On Wed, Jan 29, 2014 at 1:17 AM, Malik Rumi <malik.a.r...@gmail.com> wrote:

> This is somewhat like the question in "need help moving to production
> server" but I think the right procedure is to start a new thread. So I
> think I have done well for just starting out. With your help I've gotten
> Django running on Windows, and I completed a tutorial and got my site
> working locally with the admin. thank you.
>
> So I thought I was ready to move up to MySQL for some heavy lifting. I
> followed the instructions I got here
> http://matthewwittering.com/blog/how-to-migrating-the-database-engine-for-django.html.

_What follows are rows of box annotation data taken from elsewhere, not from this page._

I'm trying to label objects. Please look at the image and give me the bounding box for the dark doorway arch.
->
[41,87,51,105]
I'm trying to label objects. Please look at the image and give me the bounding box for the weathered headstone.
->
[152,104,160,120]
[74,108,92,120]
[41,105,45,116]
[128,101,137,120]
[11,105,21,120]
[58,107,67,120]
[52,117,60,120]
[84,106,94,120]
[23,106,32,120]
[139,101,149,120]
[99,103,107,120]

> I did not know what to do with the NAME part, so I put in 'django-1', and
> promptly got the error message 'unknown database 'django-1'. I thought that
> made sense because I hadn't created this database in mysql already, but I
> was just blindly following along. Having to CREATE DATABASE doesn't make
> sense, I thought, because it defeats the purpose of Django abstraction in
> the first place. Besides, when I syncdb, it should take whatever name I
> gave it when I was using sqlite3, right?
>
> Wrong. When I ran syncdb, this time with NAME: ' ', I got :   File
> "C:\Python27\lib\site-packages\MySQLdb\connections.py", line 36, in default
> terror handlerraise errorclass, errorvalue
> django.db.utils.OperationalError: (1046, 'No database selected').
>
> So, what am I missing here? There almost certainly is an easy solution I'm
> not seeing. Do I need to create a database in mysql? If so, must it have
> the same name as it had in sqlite3? I know that name was made from putting
> the model name together with something else, but I don't actually remember
> what it was, and it seems like a lot of extra work to install an sqlite
> browser just to get that name right. If that's what I need to do, maybe I
> can just open that file with notepad?
>
> Or can I create the database, (presumably directly in the shell), and then
> empty it, as these instructions say, and that will take care of it? I
> frankly didn't understand why I would need to 'empty' a new and empty
> database, but that's what it says.
>
> Any and all helpful advise welcome and appreciated.